The 2012/05/25 at 05:30
Marie Luginsland, in Spires
“At least one woman in the final selection.” This is what major German companies demand today from Christine Stimpel, Managing Partner of the firm Heidrick & Struggles and Germany Chairman for the AESC (Association of Executive Search Consultants). “Pressure doesn’t come so much from current public discussion as from the will of industries themselves. They really want to take up the challenge and to introduce more women to their upper management,” she notes. She states that “demand is all the more pressing when it’s a matter of filling chairs in executive boards. In such cases, it is often a matter of finding a female candidate exclusively.”
Generally speaking, these demands are transversal for all branches with the exception of certain sectors such as automobiles or the energy sector, which remain the preserve of males. In addition, as Christine Stimpel points out, it is more and more common that “the contract between the company and the recruitment firm stipulate the presentation of women in the final selection”.
This is nothing short of a revolution as Germany still lags behind in terms of gender equality. As revealed by an OECD survey at the start of March, a 22% gap separates male and female salaries in Germany, whereas the figure is an average of 16% in industrialised countries. And this is without taking into account the issue of female access to positions of responsibility. Out of the thirty companies listed on the DAX (German CAC 40), only nine executive board positions are held by women, and two of these date from this month only!

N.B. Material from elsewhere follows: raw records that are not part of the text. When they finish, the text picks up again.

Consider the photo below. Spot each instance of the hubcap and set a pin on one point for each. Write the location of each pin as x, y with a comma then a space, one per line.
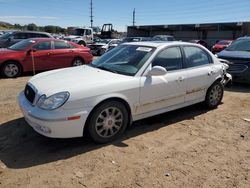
109, 122
77, 62
11, 70
215, 95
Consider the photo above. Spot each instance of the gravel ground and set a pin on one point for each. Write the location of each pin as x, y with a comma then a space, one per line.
190, 147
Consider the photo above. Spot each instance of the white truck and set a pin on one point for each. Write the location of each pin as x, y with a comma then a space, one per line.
81, 36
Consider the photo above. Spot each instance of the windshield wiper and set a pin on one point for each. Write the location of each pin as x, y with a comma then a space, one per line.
105, 68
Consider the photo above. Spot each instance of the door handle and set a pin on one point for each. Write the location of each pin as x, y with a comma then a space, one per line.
210, 73
180, 79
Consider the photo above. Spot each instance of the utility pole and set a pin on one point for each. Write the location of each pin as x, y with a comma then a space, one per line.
134, 17
91, 13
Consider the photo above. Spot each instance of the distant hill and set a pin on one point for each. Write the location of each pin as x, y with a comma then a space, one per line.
5, 24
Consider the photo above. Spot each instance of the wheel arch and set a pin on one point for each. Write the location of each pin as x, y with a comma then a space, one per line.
113, 98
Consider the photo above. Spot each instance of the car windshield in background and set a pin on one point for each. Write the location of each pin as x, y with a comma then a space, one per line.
223, 43
240, 45
124, 59
21, 45
5, 36
78, 32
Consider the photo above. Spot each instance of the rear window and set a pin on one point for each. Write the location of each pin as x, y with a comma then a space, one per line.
21, 45
223, 43
240, 45
62, 45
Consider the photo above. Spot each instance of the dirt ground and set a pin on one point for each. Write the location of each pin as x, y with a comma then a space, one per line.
191, 147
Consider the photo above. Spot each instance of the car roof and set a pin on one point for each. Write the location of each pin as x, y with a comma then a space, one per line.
157, 44
30, 32
244, 38
45, 39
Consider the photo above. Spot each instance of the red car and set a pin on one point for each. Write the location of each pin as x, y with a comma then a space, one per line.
41, 54
221, 45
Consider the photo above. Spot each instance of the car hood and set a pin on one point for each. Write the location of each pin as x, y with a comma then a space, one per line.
72, 37
220, 46
234, 54
85, 79
4, 52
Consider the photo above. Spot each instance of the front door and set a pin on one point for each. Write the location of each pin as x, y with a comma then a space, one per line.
160, 92
42, 57
199, 72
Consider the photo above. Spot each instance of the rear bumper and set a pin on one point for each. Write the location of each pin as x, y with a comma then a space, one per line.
51, 123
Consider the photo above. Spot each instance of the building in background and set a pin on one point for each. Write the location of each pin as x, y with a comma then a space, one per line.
210, 32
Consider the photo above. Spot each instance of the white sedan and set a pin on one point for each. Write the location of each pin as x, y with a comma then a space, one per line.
130, 82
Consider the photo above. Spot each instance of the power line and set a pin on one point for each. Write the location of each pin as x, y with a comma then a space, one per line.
134, 17
91, 13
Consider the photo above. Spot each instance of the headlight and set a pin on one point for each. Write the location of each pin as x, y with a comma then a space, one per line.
53, 102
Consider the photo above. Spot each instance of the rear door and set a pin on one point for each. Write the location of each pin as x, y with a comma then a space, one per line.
17, 37
169, 90
63, 54
199, 72
42, 56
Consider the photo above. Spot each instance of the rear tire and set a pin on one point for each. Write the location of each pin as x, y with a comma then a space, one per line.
214, 95
82, 43
107, 122
11, 69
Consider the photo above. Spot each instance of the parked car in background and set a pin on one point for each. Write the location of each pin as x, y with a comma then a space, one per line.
221, 45
135, 39
163, 38
111, 44
96, 46
47, 53
81, 36
201, 42
131, 82
13, 37
238, 57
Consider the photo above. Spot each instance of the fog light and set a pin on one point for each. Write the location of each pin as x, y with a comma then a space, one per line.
43, 129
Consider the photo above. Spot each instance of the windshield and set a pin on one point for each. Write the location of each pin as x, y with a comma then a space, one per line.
21, 45
5, 36
223, 43
78, 32
240, 45
124, 59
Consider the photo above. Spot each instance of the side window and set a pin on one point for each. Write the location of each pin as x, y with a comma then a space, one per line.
88, 32
170, 58
196, 56
43, 46
20, 36
43, 35
61, 45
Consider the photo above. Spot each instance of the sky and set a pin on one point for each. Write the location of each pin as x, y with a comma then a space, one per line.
67, 13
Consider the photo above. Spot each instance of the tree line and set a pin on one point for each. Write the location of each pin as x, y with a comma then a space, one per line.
34, 27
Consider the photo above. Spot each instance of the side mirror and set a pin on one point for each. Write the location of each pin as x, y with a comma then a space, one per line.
157, 71
31, 50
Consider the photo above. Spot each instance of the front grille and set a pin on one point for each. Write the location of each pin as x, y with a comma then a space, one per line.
237, 68
29, 93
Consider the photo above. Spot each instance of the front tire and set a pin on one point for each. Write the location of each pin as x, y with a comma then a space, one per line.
108, 121
82, 43
11, 69
214, 95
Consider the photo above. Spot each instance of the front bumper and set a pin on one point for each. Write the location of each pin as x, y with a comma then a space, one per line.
227, 79
54, 124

Still decried in the 1990s, female quotas – practically considered offensive at that time – are today considered to be a beneficial measure for bringing women access to upper-level positions in a country where a shortage in qualified labour can be sorely felt.

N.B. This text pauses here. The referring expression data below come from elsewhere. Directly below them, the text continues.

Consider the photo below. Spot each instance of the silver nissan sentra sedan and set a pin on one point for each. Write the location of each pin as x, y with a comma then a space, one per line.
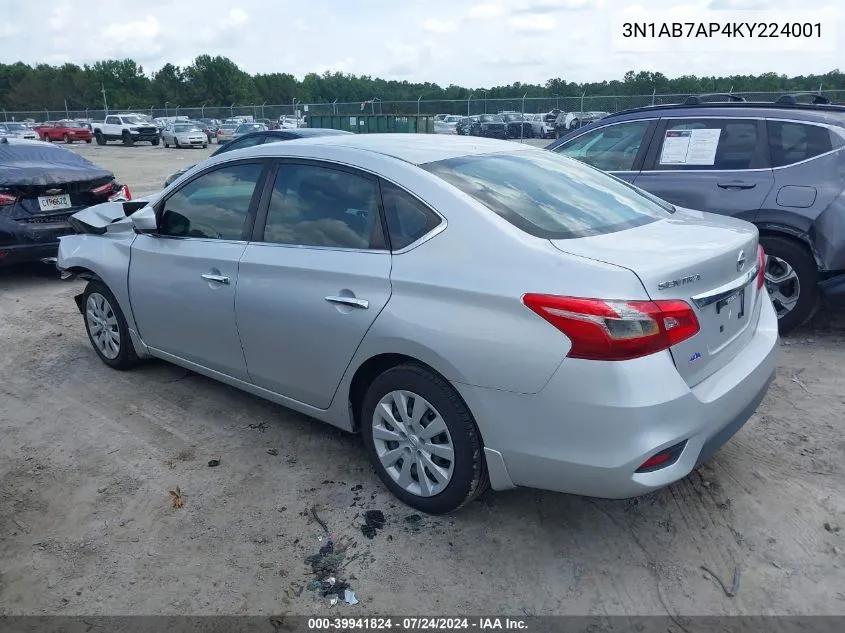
482, 312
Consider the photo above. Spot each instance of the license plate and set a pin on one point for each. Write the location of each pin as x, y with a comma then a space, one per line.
54, 203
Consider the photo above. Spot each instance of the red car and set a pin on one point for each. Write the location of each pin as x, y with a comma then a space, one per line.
67, 131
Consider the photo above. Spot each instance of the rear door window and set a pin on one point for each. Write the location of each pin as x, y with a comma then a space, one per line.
610, 148
711, 144
319, 206
791, 142
548, 196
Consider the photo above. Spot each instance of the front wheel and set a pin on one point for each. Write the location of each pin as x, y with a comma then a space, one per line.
422, 440
792, 280
107, 328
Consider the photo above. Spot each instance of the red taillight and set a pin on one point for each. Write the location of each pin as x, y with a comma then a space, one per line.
602, 329
651, 462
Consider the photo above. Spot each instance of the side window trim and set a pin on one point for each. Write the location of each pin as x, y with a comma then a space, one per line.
761, 154
257, 194
642, 152
256, 235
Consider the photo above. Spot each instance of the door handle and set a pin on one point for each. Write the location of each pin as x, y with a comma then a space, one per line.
349, 301
737, 184
220, 279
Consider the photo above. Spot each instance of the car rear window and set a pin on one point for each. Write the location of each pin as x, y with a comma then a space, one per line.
547, 195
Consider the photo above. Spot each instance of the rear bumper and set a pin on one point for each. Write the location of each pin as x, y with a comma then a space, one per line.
594, 424
833, 290
25, 253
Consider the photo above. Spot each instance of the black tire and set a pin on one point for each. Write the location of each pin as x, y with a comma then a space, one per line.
469, 477
797, 256
126, 357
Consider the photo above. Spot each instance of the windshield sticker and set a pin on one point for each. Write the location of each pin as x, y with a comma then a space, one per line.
690, 147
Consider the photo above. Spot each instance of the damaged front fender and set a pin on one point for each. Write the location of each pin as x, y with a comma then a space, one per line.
108, 216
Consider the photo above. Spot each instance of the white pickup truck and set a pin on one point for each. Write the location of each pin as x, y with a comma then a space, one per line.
127, 128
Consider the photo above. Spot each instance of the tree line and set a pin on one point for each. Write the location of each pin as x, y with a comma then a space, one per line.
218, 81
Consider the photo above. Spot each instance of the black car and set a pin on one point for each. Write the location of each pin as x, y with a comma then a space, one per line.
263, 136
517, 126
492, 126
469, 126
41, 186
778, 165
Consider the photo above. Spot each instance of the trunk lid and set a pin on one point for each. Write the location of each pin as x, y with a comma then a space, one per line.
59, 200
707, 260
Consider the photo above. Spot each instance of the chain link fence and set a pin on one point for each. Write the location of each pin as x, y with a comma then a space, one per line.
475, 104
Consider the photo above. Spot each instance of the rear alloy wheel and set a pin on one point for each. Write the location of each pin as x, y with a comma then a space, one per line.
791, 278
422, 440
106, 327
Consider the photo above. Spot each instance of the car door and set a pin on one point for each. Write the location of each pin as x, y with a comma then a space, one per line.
313, 280
183, 278
720, 165
619, 148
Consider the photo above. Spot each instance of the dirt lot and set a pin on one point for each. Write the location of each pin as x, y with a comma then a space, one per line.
87, 456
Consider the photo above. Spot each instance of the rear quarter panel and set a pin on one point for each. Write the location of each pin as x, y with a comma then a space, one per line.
456, 300
822, 224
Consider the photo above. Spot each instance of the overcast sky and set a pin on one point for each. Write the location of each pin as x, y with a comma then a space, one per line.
472, 43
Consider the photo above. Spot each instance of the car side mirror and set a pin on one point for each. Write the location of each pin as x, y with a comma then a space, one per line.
144, 220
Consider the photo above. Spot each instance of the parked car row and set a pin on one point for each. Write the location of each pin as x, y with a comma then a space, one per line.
339, 249
777, 165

Always having had trouble shedding its image as a country where females guard the family hearths, Germany is nevertheless changing, little by little. As part of its evolution, Deutsche Telekom set an example by announcing that by 2013, on an international level, 30% of its middle and upper management positions would be held by women. A close watch on these measures, accompanied by crèche availability and flexible working times, is being kept by other German groups such as HypoVereinsbank. Or else the Metro group, which also wishes to see, in the next two and a half years, 25% of its management positions held by women.
Christine Stimple states that she experiences no difficulties in suggesting suitable female candidates to her clients. “We have on our registers over 12,000 women who entirely meet the criteria of these positions remunerated at upwards of 180,000 euros. These are candidates aged over 35 years, with doctorates and international experience,” she describes. The only obstacle standing in the way of companies is scepticism about female career paths that are often much less linear than those of their male rivals.